Le phénomène des aurores dans le ciel du Grand Nord témoigne de l’action des éruptions solaires sur l’environnement terrestre. Avec un discours sur cette thématique et l’état des connaissances à son sujet, le spécialiste norvégien Pal Brekke, qui est le délégué du Norsk Romsenter à l’ESA, était l’invité d’honneur de l’ESSW8, le lundi 28 novembre. Au cours des différentes sessions, il est question de faire le point sur les orientations du programme SSA, du développement de modèles de perturbations du milieu spatial, du traitement des données et images sur l’activité du Soleil, des innovations dans les services et applications du « space weather »… La maîtrise des systèmes à couverture globale, sur orbite et au sol, est essentielle pour la surveillance en continu, la connaissance et la compréhension de la « météo de l’espace ». Non seulement pour garantir la sécurité des hommes et femmes dans l’espace, le bon fonctionnement des satellites de télécommunications, de télévision, de navigation… comme des réseaux de distribution d’électricité, de gaz… ainsi que des services de mobilophonie de plus en plus présents dans la vie quotidienne. Mais aussi pour comprendre l’évolution du changement global sur notre planète sous influence solaire.

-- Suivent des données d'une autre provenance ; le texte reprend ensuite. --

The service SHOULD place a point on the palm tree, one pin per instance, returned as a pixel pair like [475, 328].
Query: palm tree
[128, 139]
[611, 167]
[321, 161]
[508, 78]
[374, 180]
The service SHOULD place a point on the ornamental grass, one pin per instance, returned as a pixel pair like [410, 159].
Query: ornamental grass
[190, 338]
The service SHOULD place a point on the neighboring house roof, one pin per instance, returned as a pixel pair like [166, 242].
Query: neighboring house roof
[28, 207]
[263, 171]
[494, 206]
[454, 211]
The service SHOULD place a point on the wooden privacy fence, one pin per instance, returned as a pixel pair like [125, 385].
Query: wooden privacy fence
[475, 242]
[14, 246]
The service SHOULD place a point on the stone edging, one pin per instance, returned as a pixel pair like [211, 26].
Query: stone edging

Sur le territoire belge, l’Observatoire Royal de Belgique dispose d’une installation unique pour la surveillance en continu de l’activité du Soleil. Il s’agit de la station de radioastronomie de Humain - entre les provinces de Namur et de Luxembourg -, qui constitue l’un des sommets du « Triangle de l’Ardenne spatiale ». Ce radiotélescope automatisé qui comprend 48 paraboles, chacune d’un diamètre de 4 m, est un interféromètre servant à localiser les sources radio-électriques sur le Soleil actuellement fort actif, à diagnostiquer l’imminence de tempêtes et autres caprices sur notre étoile.

Cet instrument qui date des années 50 connaît une renaissance avec la modernisation de son écoute du Soleil grâce à la mise en œuvre de deux nouveaux spectrographes et d’autres bandes de fréquences. Coopérant avec des stations au Canada et au Japon, le radiotélescope de Humain peut assurer une surveillance permanente, 24 heures sur 24, de l’activité solaire. Son implantation dans une zone à l’abri des interférences radio-électriques lui garantit un bel avenir, car il permet de recueillir les données, dites Callisto, pour réaliser une vision 3D des relations Soleil-Terre et pour les prévisions de « météo de l’espace ».

Note : Le « Triangle de l’Ardenne spatiale » comprend l’interféromètre solaire de Humain (depuis 1954) qui dépend de l’Observatoire Royal de Belgique, la station ESA de Redu (1968) qui est mise en œuvre par RSS (Redu Space Services), et le téléport de Lessive (1972) qui est géré par BSS (Belgium Satellite Services), filiale d’un opérateur indien. A noter que l’observatoire solaire PROBA-2 est contrôlé par la station ESA de Redu.